Um das Tier nicht zu erschrecken, wagte Luca, keine Frage zu stellen, beobachtete lediglich. Beide. Die Ärztin, die er so etwa auf fünfunddreißig schätzte, und die Schimpansin, die gefunden hatte, wonach sie suchte: Eine Karte in der Hand beugte sie sich zu Ines vor, die ihr gegenübersaß.
Fast ohne es zu merken, trat Luca näher. Die Bonobo verfolgte jeden seiner Schritte, floh jedoch nicht.
"Bleiben Sie stehen! Sie ist seit Luigis Tod ziemlich durcheinander." Ines hob die Karte hoch, so dass Luca, der sich mittlerweile direkt hinter ihr befand, sie ebenfalls sehen konnte: Ein abstraktes Symbol in Schwarz-Weiß, darunter das Wort triste. "Traurig?", fragte Ines in geradezu mütterlichem Tonfall. Die Bonobo sah erst sie an, dann Luca, und der Commissario fühlte sich wie gelähmt von dem Schmerz, den er in den Augen des Tieres las.
Gleich darauf konzentrierte sich die Schimpansin wieder auf ihre Schachtel. Diesmal gab sie ihrer Betreuerin zwei Karten, und Luca spürte einen Kloß im Hals, auf den er nicht gefasst gewesen war. Die Worte unter den Symbolen lauteten: Baby und tot.
"Ja, Sissy. Der kleine Pepe ist tot. Wir sind alle traurig darüber."
Der junge Affe, das zweite Opfer. "Können Sie ihr eine Frage zu dem Mord stellen? Ob sie in der Nacht jemanden gesehen hat?" Luca hörte die Ungeduld in seiner Stimme und erwartete halb, dass die Tierärztin ihn aus dem Raum werfen würde.
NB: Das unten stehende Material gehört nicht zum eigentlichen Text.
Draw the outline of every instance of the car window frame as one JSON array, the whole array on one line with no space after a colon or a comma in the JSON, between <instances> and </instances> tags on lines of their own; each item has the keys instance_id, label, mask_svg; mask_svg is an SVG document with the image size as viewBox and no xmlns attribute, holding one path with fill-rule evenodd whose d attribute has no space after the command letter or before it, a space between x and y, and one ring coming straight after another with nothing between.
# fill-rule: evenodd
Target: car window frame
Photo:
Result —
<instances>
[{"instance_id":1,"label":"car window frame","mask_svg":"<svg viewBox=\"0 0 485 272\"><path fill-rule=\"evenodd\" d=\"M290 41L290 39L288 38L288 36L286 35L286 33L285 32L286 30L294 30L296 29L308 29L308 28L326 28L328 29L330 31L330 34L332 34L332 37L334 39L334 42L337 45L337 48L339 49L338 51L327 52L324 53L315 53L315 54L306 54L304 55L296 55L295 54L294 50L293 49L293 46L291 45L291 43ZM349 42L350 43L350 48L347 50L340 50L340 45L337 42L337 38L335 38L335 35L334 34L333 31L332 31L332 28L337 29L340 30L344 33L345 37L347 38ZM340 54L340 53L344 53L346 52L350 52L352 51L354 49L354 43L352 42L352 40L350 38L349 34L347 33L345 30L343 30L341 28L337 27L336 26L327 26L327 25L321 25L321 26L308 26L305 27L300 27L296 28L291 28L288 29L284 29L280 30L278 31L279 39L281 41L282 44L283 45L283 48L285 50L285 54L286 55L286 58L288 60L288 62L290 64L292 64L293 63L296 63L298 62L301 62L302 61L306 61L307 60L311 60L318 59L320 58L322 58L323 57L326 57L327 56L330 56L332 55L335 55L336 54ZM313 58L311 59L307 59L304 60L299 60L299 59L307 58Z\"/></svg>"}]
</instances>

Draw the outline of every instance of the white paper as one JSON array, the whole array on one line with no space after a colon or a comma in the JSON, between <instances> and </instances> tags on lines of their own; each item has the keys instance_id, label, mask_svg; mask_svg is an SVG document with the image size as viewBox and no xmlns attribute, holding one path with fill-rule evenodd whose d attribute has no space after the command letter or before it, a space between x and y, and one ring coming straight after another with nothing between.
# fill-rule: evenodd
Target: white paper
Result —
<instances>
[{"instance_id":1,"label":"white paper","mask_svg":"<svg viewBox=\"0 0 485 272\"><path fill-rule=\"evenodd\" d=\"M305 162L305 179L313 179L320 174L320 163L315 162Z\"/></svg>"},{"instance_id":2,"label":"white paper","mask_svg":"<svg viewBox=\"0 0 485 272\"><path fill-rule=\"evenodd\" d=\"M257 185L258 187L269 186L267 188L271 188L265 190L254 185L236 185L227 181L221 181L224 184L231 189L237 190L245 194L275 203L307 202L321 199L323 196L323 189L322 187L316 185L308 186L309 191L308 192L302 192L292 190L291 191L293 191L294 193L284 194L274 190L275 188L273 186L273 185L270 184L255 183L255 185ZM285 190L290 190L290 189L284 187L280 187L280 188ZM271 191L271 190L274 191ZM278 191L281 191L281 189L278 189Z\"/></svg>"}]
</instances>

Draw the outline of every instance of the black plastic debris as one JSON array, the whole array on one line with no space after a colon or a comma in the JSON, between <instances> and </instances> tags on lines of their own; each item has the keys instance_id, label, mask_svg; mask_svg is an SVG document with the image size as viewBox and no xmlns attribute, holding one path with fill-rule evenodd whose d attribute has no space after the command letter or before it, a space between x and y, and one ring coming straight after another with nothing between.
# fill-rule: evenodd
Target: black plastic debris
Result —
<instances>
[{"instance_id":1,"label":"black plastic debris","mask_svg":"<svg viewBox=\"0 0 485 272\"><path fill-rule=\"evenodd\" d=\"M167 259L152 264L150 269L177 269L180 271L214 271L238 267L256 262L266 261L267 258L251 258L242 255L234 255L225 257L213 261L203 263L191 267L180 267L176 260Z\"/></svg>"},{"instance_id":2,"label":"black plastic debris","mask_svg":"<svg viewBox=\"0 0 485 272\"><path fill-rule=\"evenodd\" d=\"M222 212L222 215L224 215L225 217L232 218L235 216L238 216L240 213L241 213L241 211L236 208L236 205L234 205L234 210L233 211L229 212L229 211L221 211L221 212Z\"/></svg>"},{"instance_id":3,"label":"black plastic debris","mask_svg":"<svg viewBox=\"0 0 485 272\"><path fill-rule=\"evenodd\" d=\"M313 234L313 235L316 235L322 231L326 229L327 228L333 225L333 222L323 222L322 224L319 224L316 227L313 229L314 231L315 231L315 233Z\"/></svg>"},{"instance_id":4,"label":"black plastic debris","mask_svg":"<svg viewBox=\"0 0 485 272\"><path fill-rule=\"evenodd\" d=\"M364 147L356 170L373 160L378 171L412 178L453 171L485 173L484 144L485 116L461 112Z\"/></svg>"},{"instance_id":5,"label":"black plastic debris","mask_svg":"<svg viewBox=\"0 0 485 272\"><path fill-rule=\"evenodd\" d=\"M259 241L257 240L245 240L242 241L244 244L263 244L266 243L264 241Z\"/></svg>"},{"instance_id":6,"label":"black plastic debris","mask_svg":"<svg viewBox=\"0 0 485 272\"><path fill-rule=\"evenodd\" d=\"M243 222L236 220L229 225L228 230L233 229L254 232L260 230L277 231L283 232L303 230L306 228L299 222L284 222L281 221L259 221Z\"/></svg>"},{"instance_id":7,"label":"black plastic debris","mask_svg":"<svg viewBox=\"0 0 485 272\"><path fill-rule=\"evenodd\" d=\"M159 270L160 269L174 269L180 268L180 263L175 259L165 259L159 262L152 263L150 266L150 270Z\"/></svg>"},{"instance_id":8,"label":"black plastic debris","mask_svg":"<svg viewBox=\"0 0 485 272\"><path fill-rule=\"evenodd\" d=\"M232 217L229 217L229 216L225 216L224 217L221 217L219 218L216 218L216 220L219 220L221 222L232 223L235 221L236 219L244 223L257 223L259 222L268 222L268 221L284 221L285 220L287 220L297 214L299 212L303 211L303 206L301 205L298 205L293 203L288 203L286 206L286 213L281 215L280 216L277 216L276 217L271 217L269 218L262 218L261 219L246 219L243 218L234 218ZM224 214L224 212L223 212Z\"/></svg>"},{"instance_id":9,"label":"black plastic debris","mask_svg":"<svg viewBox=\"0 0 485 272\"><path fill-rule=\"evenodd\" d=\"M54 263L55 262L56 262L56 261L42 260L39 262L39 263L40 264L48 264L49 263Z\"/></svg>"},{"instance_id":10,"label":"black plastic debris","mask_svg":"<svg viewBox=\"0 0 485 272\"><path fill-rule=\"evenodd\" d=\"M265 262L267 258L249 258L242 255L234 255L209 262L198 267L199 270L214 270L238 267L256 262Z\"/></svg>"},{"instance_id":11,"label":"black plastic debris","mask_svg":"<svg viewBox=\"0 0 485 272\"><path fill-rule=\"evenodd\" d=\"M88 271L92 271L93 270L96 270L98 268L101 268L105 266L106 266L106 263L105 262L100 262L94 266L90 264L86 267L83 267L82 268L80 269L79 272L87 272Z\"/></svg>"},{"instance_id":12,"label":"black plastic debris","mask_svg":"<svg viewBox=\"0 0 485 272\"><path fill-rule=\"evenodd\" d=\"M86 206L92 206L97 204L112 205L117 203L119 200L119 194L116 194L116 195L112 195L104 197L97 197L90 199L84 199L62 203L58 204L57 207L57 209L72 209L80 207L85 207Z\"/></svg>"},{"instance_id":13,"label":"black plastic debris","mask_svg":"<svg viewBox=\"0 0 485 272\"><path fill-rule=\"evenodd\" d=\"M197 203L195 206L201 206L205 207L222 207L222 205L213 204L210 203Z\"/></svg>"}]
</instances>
Aber Ines sandte ihm zwar einen verweisenden Blick, schien dann nachzudenken.
"Luigi", sagte sie und legte ihre Hand auf die der Bonobo. "Wo ist Luigi, Sissy?" Zu Luca gewandt, murmelte sie: "Sie versteht nicht jede Art Fragen. Ich muss alles auf eine bestimmte Weise formulieren."